Una casa de madera pequeña ocupaba el centro del claro, rodeada por las habituales pilas de neumáticos viejos, piezas de coche, herramientas de jardín y aparatos electrodomésticos oxidados. La casa era de una sola planta y estaba montada sobre unos pilares de ladrillo ruinosos. La puerta principal estaba abierta, sin que pudiese ver nada más allá de la puerta mosquitera.

Había un cable de acero tendido entre dos postes en el lado derecho del claro. Del cable colgaba una correa con un collar estrangulador en un extremo.

A la izquierda había una casilla de madera que a duras penas se aguantaba. Supuse que era el hogar de los desafortunados conejos.

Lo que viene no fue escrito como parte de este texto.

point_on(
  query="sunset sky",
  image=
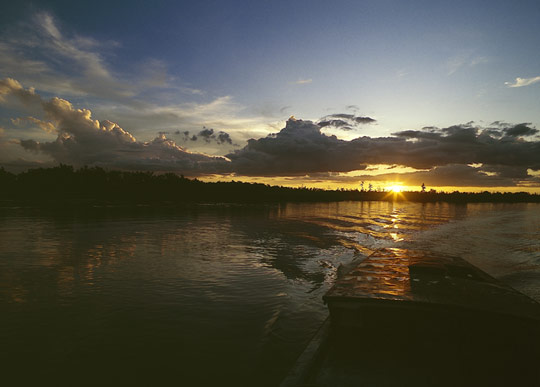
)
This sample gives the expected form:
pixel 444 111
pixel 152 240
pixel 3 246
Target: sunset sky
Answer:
pixel 385 92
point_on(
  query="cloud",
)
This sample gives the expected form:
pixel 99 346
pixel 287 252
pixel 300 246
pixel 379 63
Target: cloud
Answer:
pixel 520 130
pixel 520 82
pixel 501 154
pixel 344 121
pixel 452 175
pixel 208 135
pixel 300 148
pixel 84 141
pixel 303 81
pixel 464 59
pixel 46 126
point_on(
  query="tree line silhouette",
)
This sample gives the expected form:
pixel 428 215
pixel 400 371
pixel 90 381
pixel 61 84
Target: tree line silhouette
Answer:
pixel 94 185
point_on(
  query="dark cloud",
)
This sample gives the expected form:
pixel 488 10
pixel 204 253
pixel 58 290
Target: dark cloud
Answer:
pixel 224 138
pixel 460 155
pixel 207 134
pixel 84 141
pixel 344 121
pixel 520 130
pixel 453 175
pixel 301 148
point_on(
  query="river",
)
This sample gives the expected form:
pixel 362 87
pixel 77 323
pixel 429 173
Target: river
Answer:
pixel 213 294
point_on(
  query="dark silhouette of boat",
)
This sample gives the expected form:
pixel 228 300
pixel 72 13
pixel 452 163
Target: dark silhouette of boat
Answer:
pixel 403 317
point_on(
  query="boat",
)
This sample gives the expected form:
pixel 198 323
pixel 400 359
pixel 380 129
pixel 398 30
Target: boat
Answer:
pixel 404 317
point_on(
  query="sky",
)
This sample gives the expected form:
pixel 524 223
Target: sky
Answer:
pixel 313 93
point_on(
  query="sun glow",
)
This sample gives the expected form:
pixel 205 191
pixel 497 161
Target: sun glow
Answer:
pixel 395 188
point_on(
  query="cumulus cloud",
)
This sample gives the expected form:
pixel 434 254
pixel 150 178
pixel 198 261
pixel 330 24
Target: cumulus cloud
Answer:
pixel 82 140
pixel 520 82
pixel 466 154
pixel 301 148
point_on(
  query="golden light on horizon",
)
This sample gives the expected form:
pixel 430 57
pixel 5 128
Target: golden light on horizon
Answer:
pixel 395 188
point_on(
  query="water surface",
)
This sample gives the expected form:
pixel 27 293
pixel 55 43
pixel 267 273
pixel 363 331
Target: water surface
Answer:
pixel 209 294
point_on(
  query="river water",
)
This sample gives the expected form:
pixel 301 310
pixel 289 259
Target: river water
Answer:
pixel 213 294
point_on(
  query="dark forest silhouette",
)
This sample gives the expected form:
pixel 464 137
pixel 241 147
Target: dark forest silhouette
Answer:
pixel 93 185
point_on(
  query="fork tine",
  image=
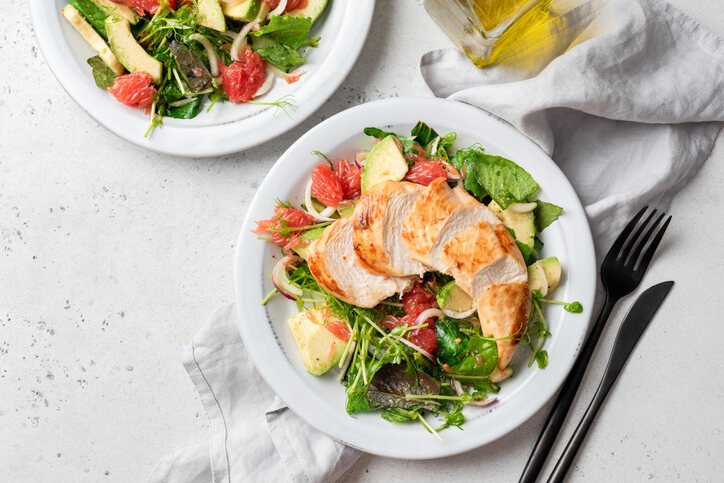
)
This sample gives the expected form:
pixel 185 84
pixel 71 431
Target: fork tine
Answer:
pixel 626 251
pixel 640 242
pixel 646 259
pixel 616 247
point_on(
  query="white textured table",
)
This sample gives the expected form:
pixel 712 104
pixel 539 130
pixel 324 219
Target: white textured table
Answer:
pixel 111 256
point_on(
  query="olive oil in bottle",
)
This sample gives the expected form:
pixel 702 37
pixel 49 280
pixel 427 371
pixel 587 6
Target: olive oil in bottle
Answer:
pixel 487 30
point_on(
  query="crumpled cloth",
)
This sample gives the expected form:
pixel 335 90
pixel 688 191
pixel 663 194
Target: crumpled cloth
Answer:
pixel 627 98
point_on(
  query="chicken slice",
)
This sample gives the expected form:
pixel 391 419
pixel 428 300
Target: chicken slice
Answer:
pixel 504 310
pixel 378 219
pixel 481 255
pixel 337 269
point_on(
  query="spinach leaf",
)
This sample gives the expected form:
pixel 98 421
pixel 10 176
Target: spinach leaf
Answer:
pixel 94 15
pixel 451 342
pixel 545 214
pixel 397 415
pixel 288 30
pixel 464 161
pixel 423 133
pixel 504 180
pixel 480 358
pixel 187 111
pixel 281 55
pixel 279 41
pixel 102 74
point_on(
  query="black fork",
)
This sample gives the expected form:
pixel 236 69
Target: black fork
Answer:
pixel 622 271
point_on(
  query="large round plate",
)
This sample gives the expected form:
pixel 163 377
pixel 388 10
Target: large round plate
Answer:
pixel 321 400
pixel 227 128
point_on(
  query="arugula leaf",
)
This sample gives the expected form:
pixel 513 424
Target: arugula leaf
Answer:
pixel 545 214
pixel 187 111
pixel 102 74
pixel 281 55
pixel 481 357
pixel 423 133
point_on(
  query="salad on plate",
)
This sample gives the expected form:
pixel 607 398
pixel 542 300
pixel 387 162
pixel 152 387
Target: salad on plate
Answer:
pixel 173 57
pixel 417 272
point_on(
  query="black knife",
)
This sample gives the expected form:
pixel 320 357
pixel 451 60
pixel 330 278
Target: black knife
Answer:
pixel 631 330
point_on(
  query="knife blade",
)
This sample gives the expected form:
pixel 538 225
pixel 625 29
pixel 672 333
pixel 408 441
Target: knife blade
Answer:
pixel 632 328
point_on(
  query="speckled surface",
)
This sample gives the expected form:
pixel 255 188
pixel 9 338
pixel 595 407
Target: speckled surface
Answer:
pixel 111 256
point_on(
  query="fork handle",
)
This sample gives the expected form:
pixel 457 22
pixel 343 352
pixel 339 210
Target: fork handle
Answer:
pixel 557 416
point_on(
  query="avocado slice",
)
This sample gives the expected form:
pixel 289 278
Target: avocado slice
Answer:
pixel 73 16
pixel 452 297
pixel 210 14
pixel 537 279
pixel 552 269
pixel 385 162
pixel 245 10
pixel 313 9
pixel 320 349
pixel 523 224
pixel 129 52
pixel 112 8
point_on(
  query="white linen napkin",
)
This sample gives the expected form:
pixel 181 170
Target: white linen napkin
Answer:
pixel 626 102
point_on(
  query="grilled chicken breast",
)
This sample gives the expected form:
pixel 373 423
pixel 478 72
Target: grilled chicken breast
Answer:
pixel 378 220
pixel 504 310
pixel 337 269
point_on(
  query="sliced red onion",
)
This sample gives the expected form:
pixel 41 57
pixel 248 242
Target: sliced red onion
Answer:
pixel 482 404
pixel 453 314
pixel 210 52
pixel 522 207
pixel 324 215
pixel 240 40
pixel 457 386
pixel 281 281
pixel 266 86
pixel 426 314
pixel 418 349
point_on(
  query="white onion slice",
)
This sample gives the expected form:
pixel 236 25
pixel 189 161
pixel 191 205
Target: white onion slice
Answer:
pixel 453 314
pixel 426 314
pixel 418 349
pixel 324 215
pixel 266 86
pixel 281 281
pixel 210 52
pixel 457 386
pixel 240 40
pixel 279 10
pixel 522 207
pixel 482 404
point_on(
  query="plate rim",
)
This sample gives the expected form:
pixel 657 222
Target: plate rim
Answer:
pixel 228 133
pixel 585 243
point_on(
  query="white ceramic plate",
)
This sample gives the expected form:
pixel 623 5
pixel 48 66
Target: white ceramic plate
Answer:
pixel 228 127
pixel 321 400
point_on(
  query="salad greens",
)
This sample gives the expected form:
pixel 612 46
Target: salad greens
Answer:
pixel 190 62
pixel 380 367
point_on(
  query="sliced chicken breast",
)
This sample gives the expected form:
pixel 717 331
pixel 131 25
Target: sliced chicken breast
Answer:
pixel 482 255
pixel 337 269
pixel 378 220
pixel 504 310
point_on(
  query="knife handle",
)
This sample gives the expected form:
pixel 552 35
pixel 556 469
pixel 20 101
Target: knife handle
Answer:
pixel 579 435
pixel 557 416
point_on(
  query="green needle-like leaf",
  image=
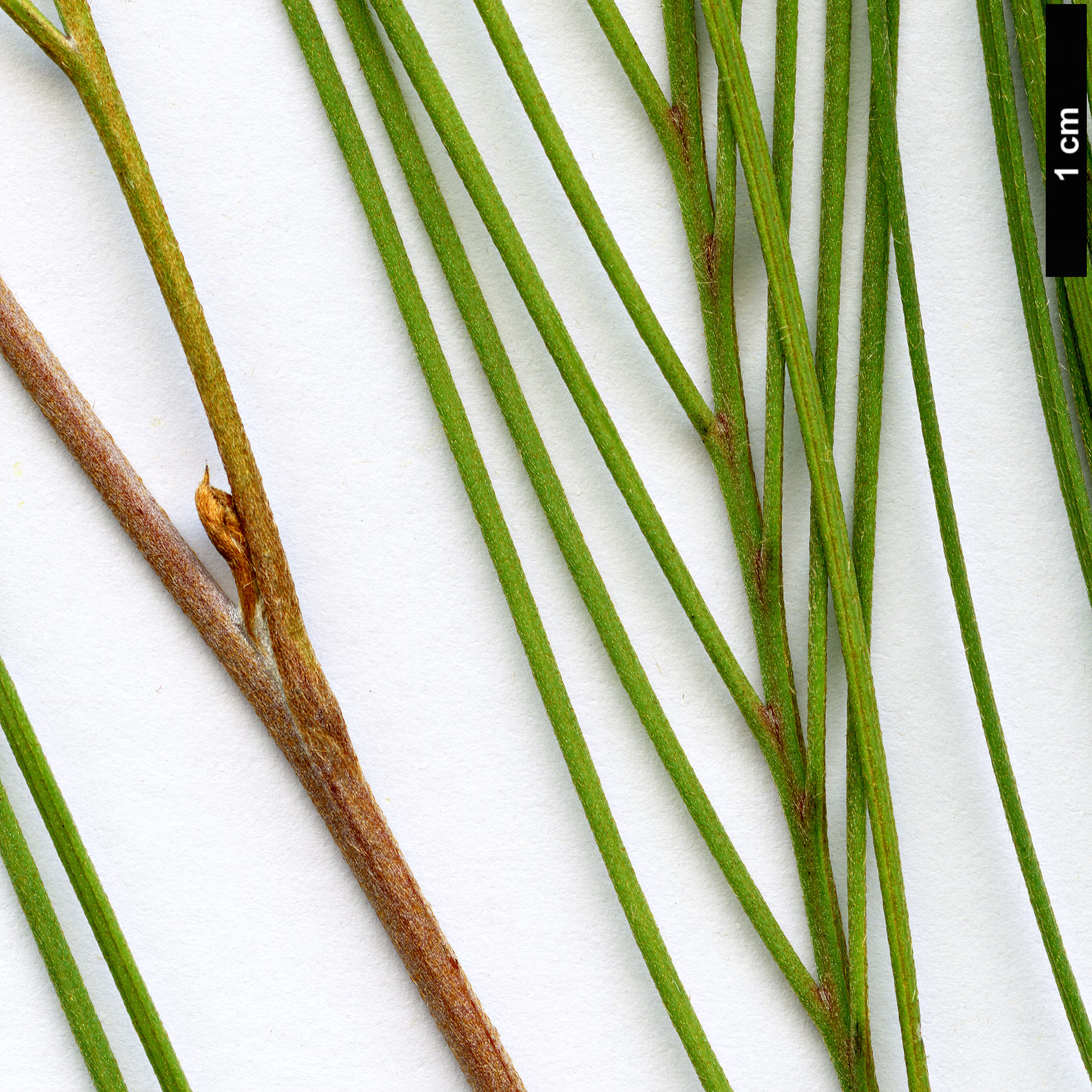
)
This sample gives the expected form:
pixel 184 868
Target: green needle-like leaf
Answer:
pixel 773 237
pixel 56 954
pixel 1071 477
pixel 480 490
pixel 88 889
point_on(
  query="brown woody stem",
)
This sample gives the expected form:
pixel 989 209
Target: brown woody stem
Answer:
pixel 295 704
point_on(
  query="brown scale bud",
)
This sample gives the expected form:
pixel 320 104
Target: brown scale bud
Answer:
pixel 221 520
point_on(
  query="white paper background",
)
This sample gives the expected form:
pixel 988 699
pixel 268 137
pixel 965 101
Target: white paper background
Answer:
pixel 268 965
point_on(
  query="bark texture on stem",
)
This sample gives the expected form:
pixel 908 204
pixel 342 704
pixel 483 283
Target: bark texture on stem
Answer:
pixel 331 776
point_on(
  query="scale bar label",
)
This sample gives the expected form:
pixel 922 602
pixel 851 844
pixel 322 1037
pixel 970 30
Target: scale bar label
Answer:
pixel 1066 140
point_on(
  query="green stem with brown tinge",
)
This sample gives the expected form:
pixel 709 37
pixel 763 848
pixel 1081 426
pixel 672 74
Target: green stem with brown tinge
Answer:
pixel 346 803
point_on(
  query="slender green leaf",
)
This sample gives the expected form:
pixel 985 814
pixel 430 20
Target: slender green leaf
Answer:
pixel 773 237
pixel 480 488
pixel 88 889
pixel 56 954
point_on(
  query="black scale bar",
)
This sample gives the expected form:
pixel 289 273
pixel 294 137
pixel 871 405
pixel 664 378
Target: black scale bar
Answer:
pixel 1066 137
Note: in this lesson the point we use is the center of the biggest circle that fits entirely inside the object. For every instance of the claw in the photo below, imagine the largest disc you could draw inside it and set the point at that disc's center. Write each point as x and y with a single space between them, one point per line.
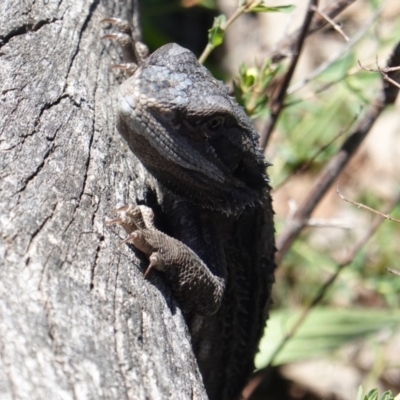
155 262
115 221
121 24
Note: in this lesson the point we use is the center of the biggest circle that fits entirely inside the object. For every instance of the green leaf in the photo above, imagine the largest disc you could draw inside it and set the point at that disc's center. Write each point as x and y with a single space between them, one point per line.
324 330
262 8
216 33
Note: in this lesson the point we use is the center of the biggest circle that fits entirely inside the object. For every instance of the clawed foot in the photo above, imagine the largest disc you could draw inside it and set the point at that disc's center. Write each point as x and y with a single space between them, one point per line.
138 222
134 53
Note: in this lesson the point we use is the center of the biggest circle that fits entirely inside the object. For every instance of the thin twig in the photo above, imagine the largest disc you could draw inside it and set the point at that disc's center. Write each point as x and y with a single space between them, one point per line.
278 99
285 47
363 206
336 165
351 43
383 72
318 297
393 271
334 25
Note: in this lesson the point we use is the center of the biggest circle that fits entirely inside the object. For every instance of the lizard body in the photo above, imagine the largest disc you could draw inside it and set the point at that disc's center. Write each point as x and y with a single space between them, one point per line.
217 250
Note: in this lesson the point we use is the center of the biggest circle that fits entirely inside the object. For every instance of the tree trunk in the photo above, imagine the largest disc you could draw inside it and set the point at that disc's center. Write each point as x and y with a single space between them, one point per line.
77 318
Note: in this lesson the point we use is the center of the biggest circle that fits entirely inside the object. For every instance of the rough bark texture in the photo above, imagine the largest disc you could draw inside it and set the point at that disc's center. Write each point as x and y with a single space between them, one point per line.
77 318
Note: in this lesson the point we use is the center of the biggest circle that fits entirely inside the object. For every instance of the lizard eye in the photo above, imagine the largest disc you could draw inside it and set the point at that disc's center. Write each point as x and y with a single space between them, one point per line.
215 123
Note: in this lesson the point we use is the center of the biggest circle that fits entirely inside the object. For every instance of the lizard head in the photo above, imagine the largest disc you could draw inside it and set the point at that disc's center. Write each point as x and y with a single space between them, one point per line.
190 134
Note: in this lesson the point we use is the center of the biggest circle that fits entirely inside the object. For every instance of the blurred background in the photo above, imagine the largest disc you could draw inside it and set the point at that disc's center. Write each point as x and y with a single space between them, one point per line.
352 337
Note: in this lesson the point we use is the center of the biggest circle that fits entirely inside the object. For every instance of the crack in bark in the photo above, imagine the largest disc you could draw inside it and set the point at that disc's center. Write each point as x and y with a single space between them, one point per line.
24 29
89 15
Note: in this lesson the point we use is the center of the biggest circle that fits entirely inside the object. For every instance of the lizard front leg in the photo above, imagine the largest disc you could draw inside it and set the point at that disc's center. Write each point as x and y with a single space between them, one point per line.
196 288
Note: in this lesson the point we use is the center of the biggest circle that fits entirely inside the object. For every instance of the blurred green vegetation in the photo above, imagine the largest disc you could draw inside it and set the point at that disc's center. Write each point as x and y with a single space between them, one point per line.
315 122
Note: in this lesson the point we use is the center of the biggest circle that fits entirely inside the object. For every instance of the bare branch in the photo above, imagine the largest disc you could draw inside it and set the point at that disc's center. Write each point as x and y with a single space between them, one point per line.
324 66
363 206
277 100
332 170
259 376
286 46
383 72
333 24
393 271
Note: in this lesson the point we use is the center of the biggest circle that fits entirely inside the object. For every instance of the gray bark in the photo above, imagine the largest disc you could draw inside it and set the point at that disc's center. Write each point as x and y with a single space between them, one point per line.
77 318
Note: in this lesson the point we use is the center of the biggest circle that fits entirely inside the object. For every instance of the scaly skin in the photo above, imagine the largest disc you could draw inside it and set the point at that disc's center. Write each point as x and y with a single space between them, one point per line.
218 252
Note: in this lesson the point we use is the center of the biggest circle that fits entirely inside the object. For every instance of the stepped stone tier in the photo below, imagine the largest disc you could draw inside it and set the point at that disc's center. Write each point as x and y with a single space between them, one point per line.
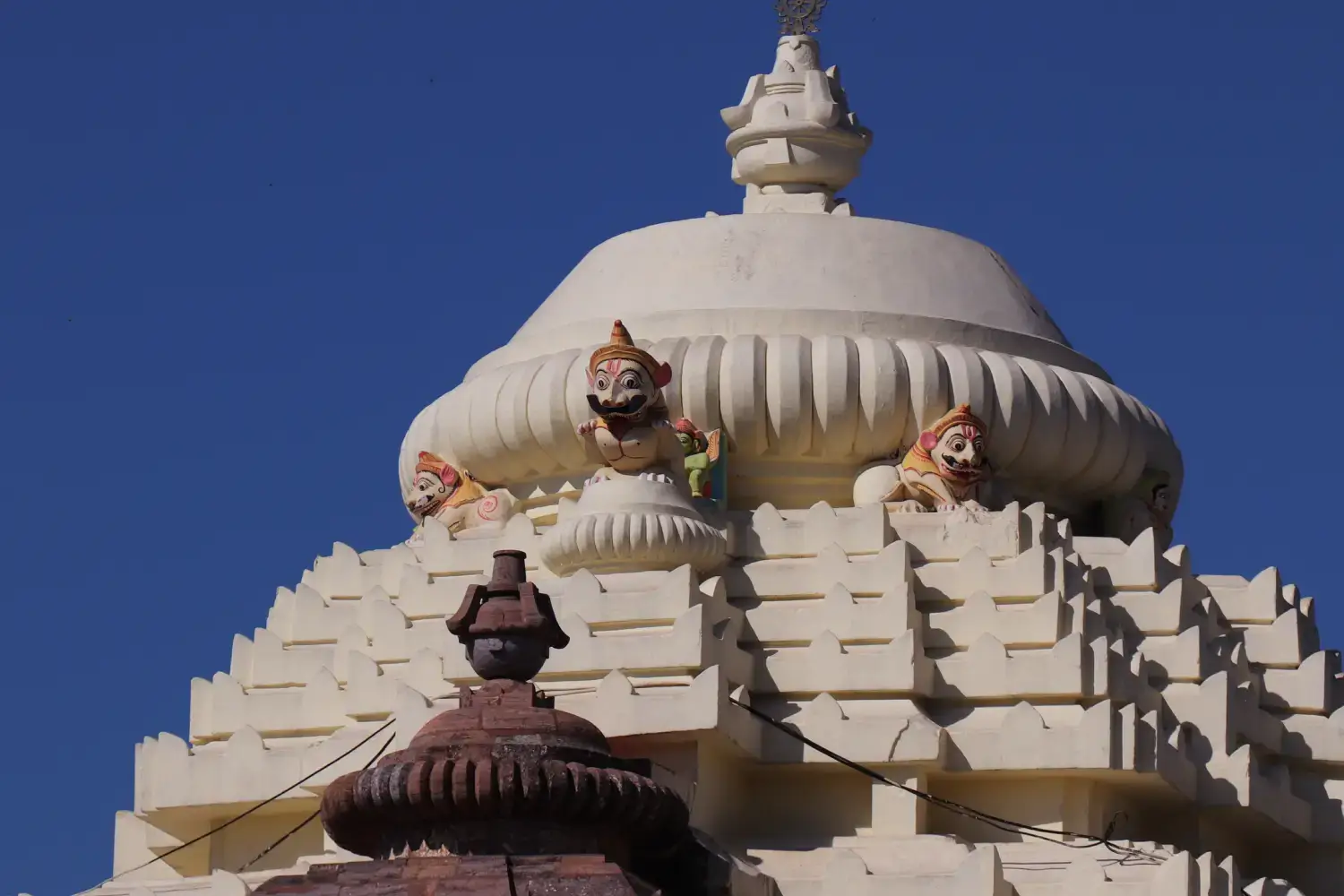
838 471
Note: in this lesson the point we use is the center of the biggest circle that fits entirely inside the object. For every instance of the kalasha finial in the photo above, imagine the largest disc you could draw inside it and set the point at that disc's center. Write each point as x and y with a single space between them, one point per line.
507 626
505 772
798 16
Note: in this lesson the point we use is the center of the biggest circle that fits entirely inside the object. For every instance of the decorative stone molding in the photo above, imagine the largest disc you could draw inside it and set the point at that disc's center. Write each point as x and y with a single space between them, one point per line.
795 142
803 416
626 522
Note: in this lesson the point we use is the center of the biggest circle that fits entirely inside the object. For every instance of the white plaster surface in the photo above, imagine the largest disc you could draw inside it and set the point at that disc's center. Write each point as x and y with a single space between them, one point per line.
1050 678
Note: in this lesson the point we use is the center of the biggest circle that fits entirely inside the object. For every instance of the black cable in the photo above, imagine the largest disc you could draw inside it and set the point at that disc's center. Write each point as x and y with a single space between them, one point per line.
237 818
317 812
994 821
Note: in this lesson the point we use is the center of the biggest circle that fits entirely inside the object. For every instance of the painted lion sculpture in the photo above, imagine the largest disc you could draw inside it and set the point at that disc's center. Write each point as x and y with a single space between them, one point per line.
454 497
945 469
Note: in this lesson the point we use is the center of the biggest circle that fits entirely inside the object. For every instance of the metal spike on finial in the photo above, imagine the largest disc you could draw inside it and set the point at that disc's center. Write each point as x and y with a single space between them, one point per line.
798 16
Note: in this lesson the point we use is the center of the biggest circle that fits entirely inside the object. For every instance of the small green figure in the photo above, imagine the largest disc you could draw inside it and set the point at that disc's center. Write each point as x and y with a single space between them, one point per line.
702 458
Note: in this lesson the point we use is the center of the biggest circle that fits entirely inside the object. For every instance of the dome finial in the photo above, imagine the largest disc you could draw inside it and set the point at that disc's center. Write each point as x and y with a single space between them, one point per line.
795 142
798 16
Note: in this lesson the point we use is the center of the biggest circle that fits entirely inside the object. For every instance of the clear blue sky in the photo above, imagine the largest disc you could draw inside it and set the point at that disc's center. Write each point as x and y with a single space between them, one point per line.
237 239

Vi como Emma respiraba hondo. Sabía cuánto detestaba lo que estaba a punto de hacer. Salió del coche. La seguí. El aire caliente estaba cargado de humedad y del olor de la vegetación en descomposición.

Esperé al pie de las escaleras mientras Emma subía a la galería. Mantuve la mirada alerta a la aparición de un pitbull o un rottweiler. Soy amante de los perros, pero realista. El encuentro con perros rurales y forasteros suele acabar con puntos de sutura e inyección antirrábica.

Emma llamó.

Un gran pájaro negro soltó un graznido y remontó el vuelo desde la casilla. Lo observé en su ascenso en espiral y vi como desaparecía más allá de los pinos detrás del claro.

Emma llamó de nuevo.

Oí una voz masculina, y luego el rechinar de unas bisagras oxidadas.

Miré de nuevo hacia la casa.

Me encontré mirando a la última persona que esperaba ver.